The reverse was changed each year from1983 to 2008 to reflect a design that represented the United Kingdom, Scotland, Wales, Northern Ireland, and England.
The edge of the 1983 coin is milled with an inscription and a small crosslet as a mint mark that represents Llantrisant in South Wales where the Royal Mint has been based since 1968. The 1983 inscription reads DECUS ET TUTAMEN. Translated, this means “Ornament and a safeguard,” taken from Virgil’s Aeneid. The inscription was used on 17th-century coins in an attempt to protect them from debasement.
Are Old Pound Coins Still Legal Tender?
The term legal tender may sound as if it determines whether the coin can still be used to exchange for goods or other currency. However, the term actually refers to whether it is legal to use for paying off debts.
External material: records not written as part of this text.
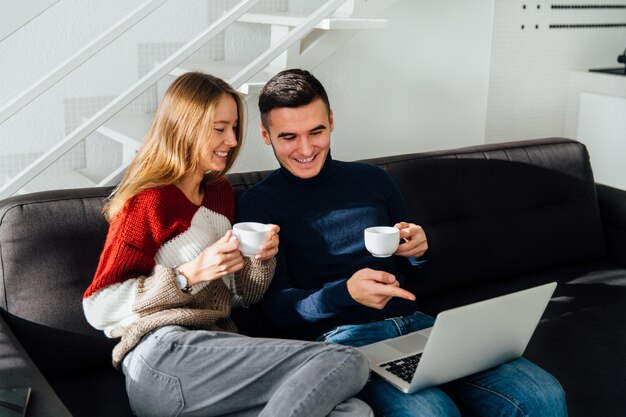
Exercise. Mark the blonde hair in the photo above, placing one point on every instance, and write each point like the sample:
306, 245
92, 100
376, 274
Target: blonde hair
173, 144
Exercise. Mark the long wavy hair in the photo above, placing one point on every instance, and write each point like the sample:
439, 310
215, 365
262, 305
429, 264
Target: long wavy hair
174, 142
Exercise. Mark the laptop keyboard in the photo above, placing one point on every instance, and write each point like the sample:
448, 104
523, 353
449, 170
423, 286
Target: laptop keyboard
403, 368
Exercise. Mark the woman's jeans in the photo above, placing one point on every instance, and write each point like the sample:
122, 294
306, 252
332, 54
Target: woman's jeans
174, 371
514, 389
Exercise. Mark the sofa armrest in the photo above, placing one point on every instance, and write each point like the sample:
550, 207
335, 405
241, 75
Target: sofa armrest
18, 370
612, 203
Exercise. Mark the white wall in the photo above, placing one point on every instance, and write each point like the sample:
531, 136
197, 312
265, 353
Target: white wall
444, 74
37, 48
420, 84
531, 66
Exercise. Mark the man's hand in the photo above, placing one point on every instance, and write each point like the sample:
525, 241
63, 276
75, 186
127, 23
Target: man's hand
414, 240
375, 288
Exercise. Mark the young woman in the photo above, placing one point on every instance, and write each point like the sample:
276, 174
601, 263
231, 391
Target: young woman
170, 271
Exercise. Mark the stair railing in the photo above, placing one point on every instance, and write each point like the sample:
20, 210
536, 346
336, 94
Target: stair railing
89, 126
257, 64
121, 101
73, 62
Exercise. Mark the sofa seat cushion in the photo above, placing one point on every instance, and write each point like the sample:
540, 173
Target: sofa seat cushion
94, 394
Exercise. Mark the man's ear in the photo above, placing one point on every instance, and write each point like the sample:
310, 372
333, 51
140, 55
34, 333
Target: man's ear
265, 134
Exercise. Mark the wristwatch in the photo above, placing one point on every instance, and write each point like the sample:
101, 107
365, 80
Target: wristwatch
181, 280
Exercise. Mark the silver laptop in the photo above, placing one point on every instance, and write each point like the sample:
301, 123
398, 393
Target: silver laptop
463, 341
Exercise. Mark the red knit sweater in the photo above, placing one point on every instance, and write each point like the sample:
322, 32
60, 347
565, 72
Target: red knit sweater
150, 219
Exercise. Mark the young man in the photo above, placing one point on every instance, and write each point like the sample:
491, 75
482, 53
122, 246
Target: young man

Referring to a coin as legal tender does not necessarily mean you can go to a store and spend it. The One-Pound round coin was officially withdrawn from circulation and lost its legal tender status in October 2017.
Will Banks Still Take Old Pound Coins?
Even though the coin was removed from circulation, there are still many in the hands of collectors and others. As of the end of 2020, an estimated 131 million old round One-Pound coins have not been returned to the Royal Mint.
Many that were returned were completely removed from circulation and melted down. Among those, more than a million were found to be counterfeit. The Royal Mint estimates that about 2.5% of all One-Pound coins that were being exchanged in circulation are fakes. That is the main reason the coin was drastically redesigned.
For a while, after the 1983 coin was no longer in circulation and the coin design had changed, banks would still take them. The coins can still be deposited at most high-street banks.
If you acquire an old £1 Coin you can’t spend it, but you can take it to a bank to deposit it at the Bank of Scotland, Barclays, Clydesdale, Halifax, HSBC, Lloyds, Nationwide, NatWest, The Post Office, RBS, Santander, Ulster, and Yorkshire Bank.
Keep in mind, however, that the banks are under no obligation to exchange coins with those who are not a customer of the bank. They could even impose deposit limits.
Where Can You Buy The 1983 £1 Coin?
As always, eBay is a quick and easy way to find coins. Just make sure you do your homework, so you are sure of exactly what you are buying. The exact price the coin sells for is going to depend upon what condition the coin is in as well as the year it was minted.